Ledger Architecture
Deep dive into InferaDB's storage layer — a per-vault blockchain with Raft consensus.
Overview
The Ledger is InferaDB’s storage layer. It provides durable, replicated, cryptographically verifiable storage for all authorization data. Every write commits to a per-vault blockchain via Raft, producing Merkle proofs for independent integrity verification.
Consensus
The Ledger uses OpenRaft. Clusters require an odd number of nodes (typically 3 or 5). The leader handles all writes; reads can be served by any node depending on consistency requirements.
Storage Engine
Custom B+ tree storage engine built for authorization workloads:
| Property | Detail |
|---|---|
| Tables | 21 internal tables |
| Write model | Single-writer (serialized through Raft) |
| Page checksums | XXHash per page for corruption detection |
| Compression | zstd for snapshots |
Key Format
All keys in the storage engine follow a composite format:
vault_id (8 bytes) + bucket_id (1 byte) + local_key (variable)
This ensures vault-level data locality and efficient per-vault range scans.

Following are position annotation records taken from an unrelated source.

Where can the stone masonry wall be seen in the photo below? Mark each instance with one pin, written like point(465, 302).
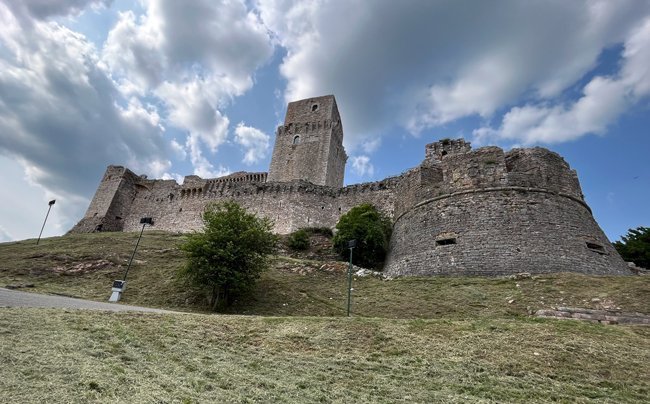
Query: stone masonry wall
point(309, 146)
point(461, 212)
point(493, 213)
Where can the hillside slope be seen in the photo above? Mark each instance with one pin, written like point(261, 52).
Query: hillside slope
point(306, 284)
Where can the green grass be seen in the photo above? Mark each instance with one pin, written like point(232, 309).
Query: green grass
point(410, 340)
point(298, 286)
point(82, 356)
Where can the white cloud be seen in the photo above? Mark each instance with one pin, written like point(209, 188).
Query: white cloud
point(254, 141)
point(195, 58)
point(43, 9)
point(603, 100)
point(62, 119)
point(362, 167)
point(424, 64)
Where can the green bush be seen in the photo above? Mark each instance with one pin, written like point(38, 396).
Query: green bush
point(228, 256)
point(635, 246)
point(370, 228)
point(299, 240)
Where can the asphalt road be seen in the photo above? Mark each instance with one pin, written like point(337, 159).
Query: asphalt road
point(14, 298)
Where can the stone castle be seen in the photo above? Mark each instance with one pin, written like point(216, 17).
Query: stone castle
point(460, 212)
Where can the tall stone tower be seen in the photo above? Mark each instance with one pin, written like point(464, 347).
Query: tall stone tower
point(309, 146)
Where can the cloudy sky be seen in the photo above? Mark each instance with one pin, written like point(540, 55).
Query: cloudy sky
point(171, 88)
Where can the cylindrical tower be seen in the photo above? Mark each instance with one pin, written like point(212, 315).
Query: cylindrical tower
point(492, 213)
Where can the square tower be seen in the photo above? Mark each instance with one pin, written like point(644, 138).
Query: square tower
point(309, 146)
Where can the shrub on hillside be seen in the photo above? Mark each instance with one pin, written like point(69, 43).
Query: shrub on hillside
point(298, 240)
point(228, 256)
point(370, 228)
point(635, 246)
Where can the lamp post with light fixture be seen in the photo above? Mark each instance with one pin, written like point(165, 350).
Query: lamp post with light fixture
point(50, 203)
point(119, 285)
point(351, 245)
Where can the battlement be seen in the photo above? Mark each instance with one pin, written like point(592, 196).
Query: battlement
point(438, 150)
point(461, 211)
point(309, 146)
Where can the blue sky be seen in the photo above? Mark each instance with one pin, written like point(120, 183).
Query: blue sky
point(172, 88)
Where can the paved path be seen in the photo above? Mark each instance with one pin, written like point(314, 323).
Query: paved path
point(14, 298)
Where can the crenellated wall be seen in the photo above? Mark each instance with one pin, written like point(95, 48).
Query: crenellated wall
point(460, 212)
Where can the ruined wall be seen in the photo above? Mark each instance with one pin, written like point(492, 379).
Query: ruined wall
point(500, 232)
point(309, 146)
point(496, 213)
point(291, 205)
point(111, 202)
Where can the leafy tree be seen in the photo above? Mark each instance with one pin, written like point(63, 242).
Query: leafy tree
point(370, 228)
point(299, 240)
point(635, 246)
point(228, 256)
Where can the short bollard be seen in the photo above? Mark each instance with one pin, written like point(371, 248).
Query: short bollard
point(118, 288)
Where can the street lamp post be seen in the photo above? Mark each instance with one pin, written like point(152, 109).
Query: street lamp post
point(351, 245)
point(50, 203)
point(119, 285)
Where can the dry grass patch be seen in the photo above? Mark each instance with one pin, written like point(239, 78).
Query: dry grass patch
point(79, 356)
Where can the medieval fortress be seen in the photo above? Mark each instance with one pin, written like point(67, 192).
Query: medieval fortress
point(460, 212)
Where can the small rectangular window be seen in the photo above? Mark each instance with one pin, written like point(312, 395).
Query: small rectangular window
point(446, 241)
point(596, 247)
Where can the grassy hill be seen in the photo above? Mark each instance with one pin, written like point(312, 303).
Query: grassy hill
point(444, 339)
point(299, 285)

State Root and Merkle Proofs
State Root Computation
256-bucket state root, updated incrementally. Only buckets affected by a write are recomputed, keeping overhead constant regardless of data size.
Merkle Proofs
| Proof Type | Verifiable? | Description |
|---|---|---|
| Point read | Yes | Prove that a specific key has a specific value |
| Transaction inclusion | Yes | Prove that a transaction was included in a specific block |
| List operation | No | List results are not individually provable |
Clients can verify point reads and transaction inclusion without trusting any Ledger node.
Write Path
Client
→ Leader node
→ Raft AppendEntries to followers
→ Quorum acknowledgment
→ Commit to local B+ tree
→ Produce block with state_root
→ Return revision token to client
Each committed write produces a block with the updated state_root, linked to the vault’s chain.
Write Latency
| Percentile | Latency |
|---|---|
| p50 | ~3–4 ms |
| p99 | ~10–15 ms |
Adaptive Batching
Writes are batched under load:
| Parameter | Default | Description |
|---|---|---|
| Max batch size | 100 | Maximum writes per batch |
| Batch timeout | 5 ms | Maximum wait time before flushing a batch |
| Eager commit | On | Commit immediately when a single write arrives |
With eager commit (default), single writes commit immediately. Under high throughput, writes batch automatically.
Idempotency
Two-tier idempotency for safe retries:
- In-memory cache — Moka LRU for fast deduplication of immediate retries
- Replicated entries — Idempotency keys persisted through Raft, surviving leader failover
Snapshots
| Property | Detail |
|---|---|
| Format | Binary, zstd-compressed |
| Trigger interval | Every 5 minutes or 10,000 blocks |
| Purpose | Faster node recovery and log compaction |
New nodes receive a snapshot instead of replaying the entire Raft log.
Vault Health Monitoring
Continuous per-vault chain health monitoring:
- Detects gaps in the block sequence
- Validates page checksums on read
- Triggers auto-recovery from peer replicas when corruption is detected
Multi-Region Deployment
Independent Raft groups per region. Data residency is enforced at the vault level:
# Pin a Ledger node to a specific region
inferadb-ledger --region us-east-1
Vaults are pinned to a region at creation. Data is stored only on nodes within that region for GDPR and data residency compliance.